Blissfully, I allowed a distance to settle between myself and the desiccant sand, too young to swim or paddle my vessel, but I soon discovered myself with a frightened wail to be a thousand miles from shore. I had encapsulated myself in an airless bubble in the sweltering sun, not a cloud of assurance that’d I’d return safely in sight, distant as the shoreline, nor a magical singing dolphin. No, none of that, only myself and endless stretches of ocean.
This is also a notable example of selective blindness in my adolescence, as I have no idea how I made it back to shore, neither my parents. Reasonably, it may have never happened, and I'd only dreamt of the sea salt scratching at my skin before bathing in its dwellings. Regardless, I suppose I was too caught up in the "adventure" to have recalled where I landed myself afterward. I propose that the barking gulls attacking my lunch sandwiches had erased my memories.
This hole in my memory leads me to the nights of four day vacationing in Miami, on a father’s business trip, where I had a full living room to myself in a family friend's beach house and a pullout bed.
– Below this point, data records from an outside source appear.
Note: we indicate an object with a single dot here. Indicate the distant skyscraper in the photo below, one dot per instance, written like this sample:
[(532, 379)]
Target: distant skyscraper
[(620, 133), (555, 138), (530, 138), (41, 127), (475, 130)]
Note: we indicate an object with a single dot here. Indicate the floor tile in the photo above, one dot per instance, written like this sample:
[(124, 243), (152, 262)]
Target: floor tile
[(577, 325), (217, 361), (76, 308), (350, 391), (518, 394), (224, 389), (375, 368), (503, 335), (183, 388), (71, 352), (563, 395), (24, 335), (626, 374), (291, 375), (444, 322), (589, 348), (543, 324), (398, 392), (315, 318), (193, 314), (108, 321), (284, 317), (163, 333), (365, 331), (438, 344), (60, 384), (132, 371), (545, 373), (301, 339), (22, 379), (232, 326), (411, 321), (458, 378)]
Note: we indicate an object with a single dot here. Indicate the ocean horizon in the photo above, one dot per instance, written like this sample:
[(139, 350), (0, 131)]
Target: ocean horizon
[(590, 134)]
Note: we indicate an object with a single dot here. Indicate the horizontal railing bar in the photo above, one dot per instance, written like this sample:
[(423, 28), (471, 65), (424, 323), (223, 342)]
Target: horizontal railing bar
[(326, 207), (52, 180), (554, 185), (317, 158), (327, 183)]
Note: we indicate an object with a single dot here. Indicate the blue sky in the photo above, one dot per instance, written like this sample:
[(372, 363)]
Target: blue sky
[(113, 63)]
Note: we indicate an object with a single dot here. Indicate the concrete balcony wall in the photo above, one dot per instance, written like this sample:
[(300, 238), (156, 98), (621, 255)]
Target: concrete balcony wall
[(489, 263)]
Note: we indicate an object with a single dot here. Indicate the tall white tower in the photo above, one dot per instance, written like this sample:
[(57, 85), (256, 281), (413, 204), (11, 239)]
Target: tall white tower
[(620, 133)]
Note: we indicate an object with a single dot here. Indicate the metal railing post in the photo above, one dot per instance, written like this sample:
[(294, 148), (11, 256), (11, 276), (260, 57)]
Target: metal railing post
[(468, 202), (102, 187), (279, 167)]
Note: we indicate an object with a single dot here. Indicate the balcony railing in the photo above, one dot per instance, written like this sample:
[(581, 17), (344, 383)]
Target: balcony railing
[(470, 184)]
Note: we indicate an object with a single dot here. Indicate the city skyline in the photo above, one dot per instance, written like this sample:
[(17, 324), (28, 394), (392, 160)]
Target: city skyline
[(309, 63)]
It seemed I was living the high life on the couch cot had it not been for an acute fear of the dark, and, with the nocturnal vision of a Russian wolf, I'd stay up late into the oozing night watching, waiting with hazel eyes marked white.
The balcony was a particular item of interest. Potentially, I’d considered, for a monstrous crab to clamber to the second floor, smash open its glass sliding doors, and with a saturated claw drag me away as I voicelessly screamed into the night. It was no wonder crabs were red! I was a vivid dreamer, certainly, but everything was black and white at night, like the stripes of a prison inmate’s uniform, and christened unpredictably by bluish moonlight. My nights, regardless of my traumatic fears, went smoothly otherwise as the sound of waves lulled me begrudgingly into its clutches of rest, where, in fact, singing dolphins had come to my aid in the time of need. They weren’t magical, though, as my mind was a precocious realist even when I was little.
The pattern of midnight nightmares followed suite the rest of the vacation. I had found it immensely difficult to reside in the large space of the beach house living room, which had combined all too seamlessly with the black countertop kitchen set. When day dawned, however, it was another story entirely: the returned jubilance of a child taking on exotic exploits to the beach, building haphazard sand castles to be swallowed by high tide and tyrannizing the little crabs at the continental shelf by skylight.
In the end, I’d little to whine about on the extensive car ride home (aside from, of course, the car ride itself, but we’d DVDs to keep me occupied). My fear of the dark did not carry on into the day, to my blind glee, and, one way or another, I found my way home to a familiar and comfortable bed in a sizable bedroom with my protectors, my parents and hundreds of colorful stuffed animals. What I had been missing, which had lead to my dysphoria, I’ve come to realize, were two things: family and home. And no giant red crab nor pink pool mattress could take that from me.